Automated Prompt Optimization – Learning to generate optimal ℘ and ℜ prompts could make the framework more plug‑and‑play across domains.
Hierarchical or Multi‑Level Abstractions – Introducing nested templates could capture richer problem hierarchies.
Multimodal Extension – Applying task abstraction to inputs that include images, tables, or code snippets.
Dynamic Stopping Criteria – Learning when the abstraction‑instantiation loop has converged to reduce unnecessary iterations.

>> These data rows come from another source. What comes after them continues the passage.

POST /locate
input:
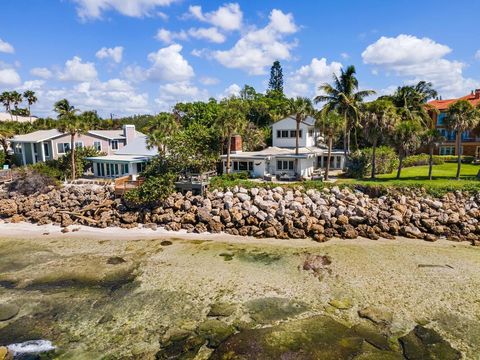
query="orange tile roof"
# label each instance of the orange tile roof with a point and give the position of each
(444, 104)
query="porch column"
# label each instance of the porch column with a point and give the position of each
(23, 154)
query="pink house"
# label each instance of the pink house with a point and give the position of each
(45, 145)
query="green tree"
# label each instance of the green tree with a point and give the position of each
(331, 125)
(73, 125)
(461, 116)
(160, 128)
(276, 78)
(300, 108)
(6, 99)
(431, 138)
(406, 139)
(343, 95)
(31, 99)
(378, 119)
(231, 120)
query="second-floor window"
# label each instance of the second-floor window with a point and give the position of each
(288, 134)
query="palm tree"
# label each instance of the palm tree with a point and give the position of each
(300, 108)
(431, 138)
(6, 99)
(343, 96)
(29, 95)
(72, 125)
(160, 128)
(231, 119)
(378, 119)
(16, 98)
(461, 116)
(331, 125)
(406, 139)
(64, 109)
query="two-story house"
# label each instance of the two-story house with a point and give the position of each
(43, 145)
(280, 158)
(470, 138)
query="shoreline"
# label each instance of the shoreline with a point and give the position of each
(21, 230)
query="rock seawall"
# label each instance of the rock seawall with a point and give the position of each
(279, 212)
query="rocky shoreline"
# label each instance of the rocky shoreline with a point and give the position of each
(275, 213)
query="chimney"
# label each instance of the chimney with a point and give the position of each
(129, 132)
(236, 146)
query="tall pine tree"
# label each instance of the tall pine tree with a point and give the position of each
(276, 78)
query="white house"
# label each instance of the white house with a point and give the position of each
(279, 160)
(130, 160)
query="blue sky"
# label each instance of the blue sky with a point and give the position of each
(143, 56)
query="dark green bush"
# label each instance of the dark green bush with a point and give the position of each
(360, 162)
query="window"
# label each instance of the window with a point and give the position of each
(46, 150)
(284, 165)
(447, 150)
(63, 147)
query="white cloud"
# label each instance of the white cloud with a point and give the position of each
(43, 73)
(115, 53)
(211, 34)
(420, 59)
(232, 90)
(169, 37)
(306, 80)
(168, 64)
(6, 47)
(76, 70)
(257, 49)
(205, 80)
(9, 77)
(171, 93)
(93, 9)
(227, 17)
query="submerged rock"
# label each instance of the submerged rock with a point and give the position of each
(426, 344)
(266, 310)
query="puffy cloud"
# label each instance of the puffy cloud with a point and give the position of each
(76, 70)
(168, 64)
(115, 53)
(182, 91)
(169, 37)
(93, 9)
(210, 34)
(420, 59)
(403, 50)
(257, 49)
(9, 76)
(205, 80)
(6, 47)
(42, 72)
(227, 17)
(305, 80)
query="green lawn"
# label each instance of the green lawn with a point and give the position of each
(417, 176)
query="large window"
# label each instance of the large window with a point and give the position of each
(288, 134)
(447, 150)
(62, 148)
(284, 165)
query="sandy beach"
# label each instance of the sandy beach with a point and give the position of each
(165, 282)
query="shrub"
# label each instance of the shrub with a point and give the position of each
(30, 181)
(422, 159)
(154, 190)
(360, 162)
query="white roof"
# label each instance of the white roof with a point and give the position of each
(37, 136)
(7, 117)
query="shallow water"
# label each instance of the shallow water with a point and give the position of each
(141, 299)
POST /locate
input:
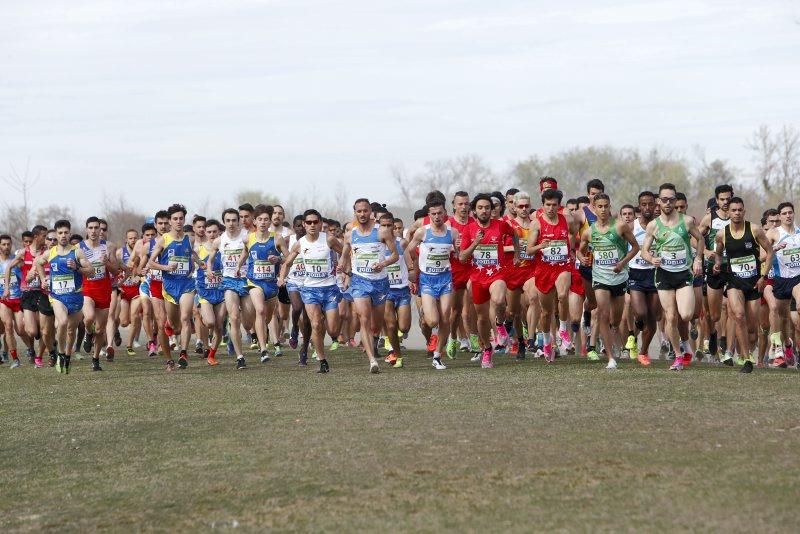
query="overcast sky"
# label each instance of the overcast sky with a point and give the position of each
(169, 100)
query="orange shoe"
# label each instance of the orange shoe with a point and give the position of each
(433, 342)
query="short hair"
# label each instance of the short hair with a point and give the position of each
(311, 212)
(666, 186)
(361, 200)
(595, 183)
(552, 194)
(478, 197)
(723, 188)
(176, 208)
(231, 211)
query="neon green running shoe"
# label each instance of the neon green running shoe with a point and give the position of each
(452, 347)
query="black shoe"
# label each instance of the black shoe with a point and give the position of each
(88, 343)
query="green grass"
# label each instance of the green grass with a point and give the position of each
(521, 447)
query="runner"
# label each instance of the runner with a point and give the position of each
(482, 242)
(609, 262)
(319, 291)
(67, 265)
(431, 269)
(739, 242)
(669, 236)
(174, 256)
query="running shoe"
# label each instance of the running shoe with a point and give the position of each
(486, 359)
(452, 347)
(433, 342)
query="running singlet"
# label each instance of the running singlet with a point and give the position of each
(367, 251)
(297, 271)
(638, 262)
(318, 263)
(435, 251)
(398, 271)
(608, 248)
(673, 246)
(14, 290)
(488, 259)
(259, 267)
(179, 252)
(787, 259)
(232, 249)
(743, 254)
(557, 251)
(63, 280)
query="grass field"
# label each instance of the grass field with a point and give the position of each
(521, 447)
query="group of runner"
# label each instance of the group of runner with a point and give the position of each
(487, 273)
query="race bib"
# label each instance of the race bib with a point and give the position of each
(263, 270)
(62, 283)
(485, 255)
(556, 252)
(673, 256)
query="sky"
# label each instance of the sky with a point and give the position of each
(166, 101)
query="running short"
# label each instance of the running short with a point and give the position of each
(375, 290)
(37, 302)
(73, 302)
(669, 281)
(326, 297)
(237, 285)
(435, 285)
(15, 305)
(100, 295)
(174, 289)
(781, 287)
(270, 289)
(517, 276)
(615, 290)
(129, 292)
(399, 296)
(642, 280)
(547, 274)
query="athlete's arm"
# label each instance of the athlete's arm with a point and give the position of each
(649, 235)
(627, 234)
(691, 228)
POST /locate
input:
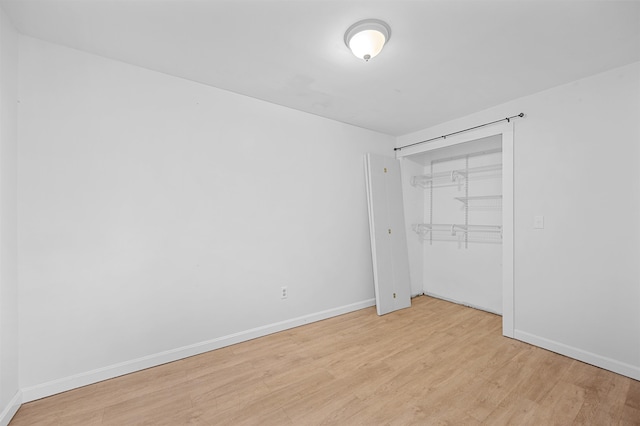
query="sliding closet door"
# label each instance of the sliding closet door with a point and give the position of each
(388, 237)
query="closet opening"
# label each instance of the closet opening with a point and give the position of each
(458, 208)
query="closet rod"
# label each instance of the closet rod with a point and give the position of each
(507, 119)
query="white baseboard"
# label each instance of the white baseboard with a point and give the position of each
(82, 379)
(458, 302)
(619, 367)
(10, 410)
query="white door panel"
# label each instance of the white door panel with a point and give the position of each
(388, 236)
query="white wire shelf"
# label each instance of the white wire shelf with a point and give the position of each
(454, 176)
(425, 230)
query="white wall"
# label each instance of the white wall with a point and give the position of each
(160, 217)
(9, 385)
(577, 154)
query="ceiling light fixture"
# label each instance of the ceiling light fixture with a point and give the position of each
(367, 38)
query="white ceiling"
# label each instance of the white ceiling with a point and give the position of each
(445, 59)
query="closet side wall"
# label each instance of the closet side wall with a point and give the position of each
(576, 162)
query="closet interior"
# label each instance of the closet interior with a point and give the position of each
(453, 217)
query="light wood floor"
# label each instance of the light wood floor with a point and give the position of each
(436, 363)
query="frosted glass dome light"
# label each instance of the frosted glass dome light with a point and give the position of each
(367, 38)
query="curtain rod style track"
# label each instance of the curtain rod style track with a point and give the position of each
(507, 119)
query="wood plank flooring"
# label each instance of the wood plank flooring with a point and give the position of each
(436, 363)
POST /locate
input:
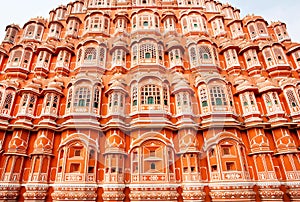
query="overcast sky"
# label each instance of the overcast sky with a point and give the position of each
(272, 10)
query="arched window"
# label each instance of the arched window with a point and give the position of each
(218, 96)
(150, 94)
(33, 31)
(203, 98)
(28, 102)
(205, 54)
(82, 97)
(50, 104)
(96, 98)
(11, 33)
(147, 51)
(90, 54)
(134, 96)
(8, 102)
(292, 100)
(72, 28)
(193, 56)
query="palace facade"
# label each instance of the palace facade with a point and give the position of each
(149, 100)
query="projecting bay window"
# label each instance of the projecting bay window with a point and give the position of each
(249, 104)
(231, 58)
(183, 103)
(211, 6)
(27, 104)
(292, 100)
(20, 59)
(281, 33)
(60, 14)
(33, 31)
(257, 29)
(116, 103)
(11, 33)
(63, 59)
(203, 99)
(98, 3)
(175, 58)
(236, 30)
(91, 56)
(220, 98)
(54, 31)
(272, 103)
(119, 58)
(228, 12)
(96, 23)
(203, 55)
(274, 56)
(218, 27)
(251, 58)
(145, 21)
(150, 97)
(169, 24)
(77, 7)
(44, 59)
(83, 99)
(193, 23)
(51, 103)
(6, 100)
(72, 27)
(121, 24)
(147, 53)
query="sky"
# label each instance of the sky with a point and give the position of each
(272, 10)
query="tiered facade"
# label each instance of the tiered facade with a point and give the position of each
(149, 100)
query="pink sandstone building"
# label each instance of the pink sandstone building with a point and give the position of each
(149, 100)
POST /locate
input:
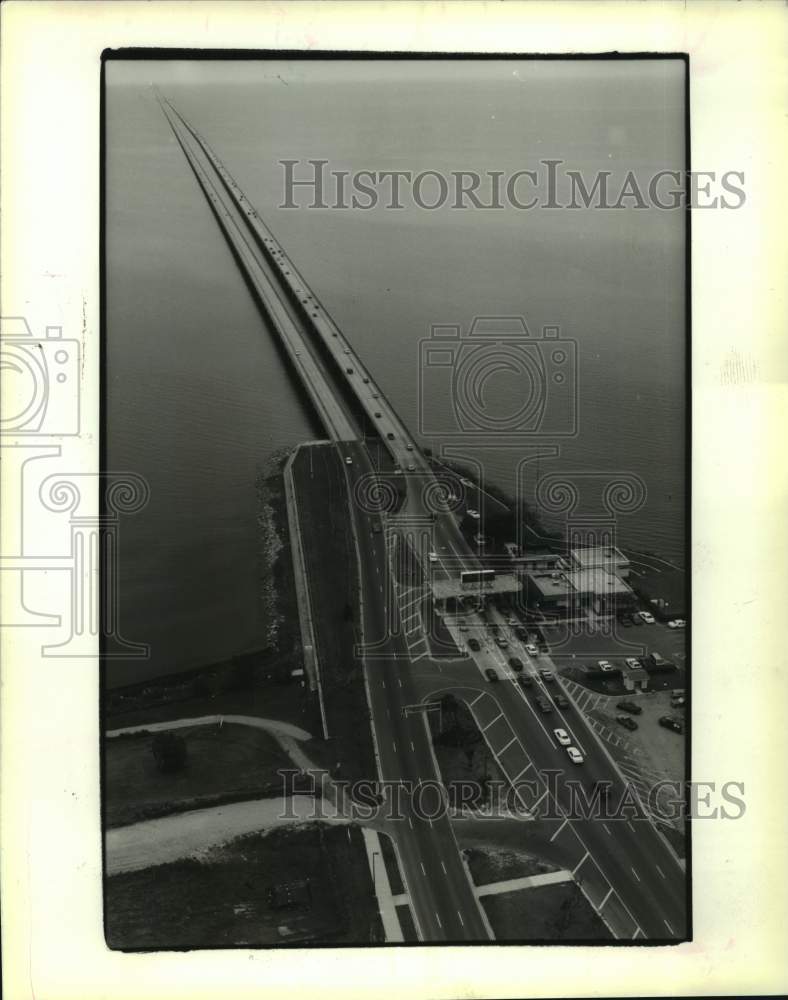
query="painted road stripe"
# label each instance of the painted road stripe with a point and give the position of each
(560, 828)
(497, 717)
(580, 862)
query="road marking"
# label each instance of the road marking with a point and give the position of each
(560, 828)
(580, 862)
(497, 717)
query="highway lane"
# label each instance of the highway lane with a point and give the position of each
(632, 855)
(299, 310)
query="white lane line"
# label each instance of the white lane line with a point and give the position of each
(560, 828)
(580, 862)
(497, 717)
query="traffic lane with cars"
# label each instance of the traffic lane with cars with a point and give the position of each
(632, 855)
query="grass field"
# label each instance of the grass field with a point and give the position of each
(305, 885)
(229, 762)
(333, 587)
(547, 913)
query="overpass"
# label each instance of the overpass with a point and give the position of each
(345, 396)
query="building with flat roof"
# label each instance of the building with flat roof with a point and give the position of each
(606, 557)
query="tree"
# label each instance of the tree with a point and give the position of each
(169, 752)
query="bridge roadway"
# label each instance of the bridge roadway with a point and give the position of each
(634, 859)
(445, 907)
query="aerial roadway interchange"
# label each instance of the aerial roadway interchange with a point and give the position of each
(625, 867)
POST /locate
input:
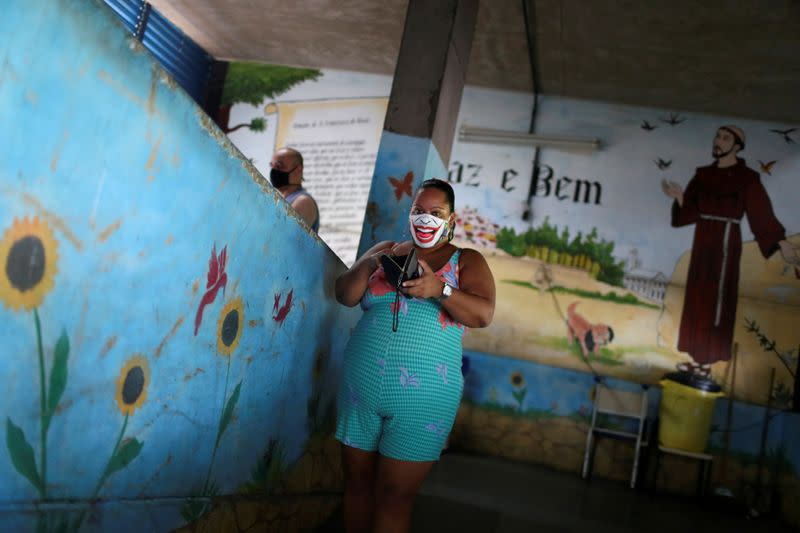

Evaluation on Ultra‑Lightweight Models – Testing DISTIL‑THOUGHT on models suitable for edge devices to assess real‑world deployment potential.

Conclusion

SELF‑THOUGHT reframes self‑correction as a two‑stage process: first understand the task through explicit abstraction, then solve it using that abstraction as a guide. This design addresses the core weakness of prior methods—lack of deep task comprehension—and enables a scalable knowledge transfer mechanism (DISTIL‑THOUGHT) that bridges the performance gap between large and small LLMs. Empirical results across a broad set of reasoning benchmarks confirm that the framework yields substantial accuracy gains, improved robustness, and better generalization without requiring additional training data or external verification modules. The paper opens a promising avenue for building more reliable, interpretable, and resource‑efficient self‑correcting language systems.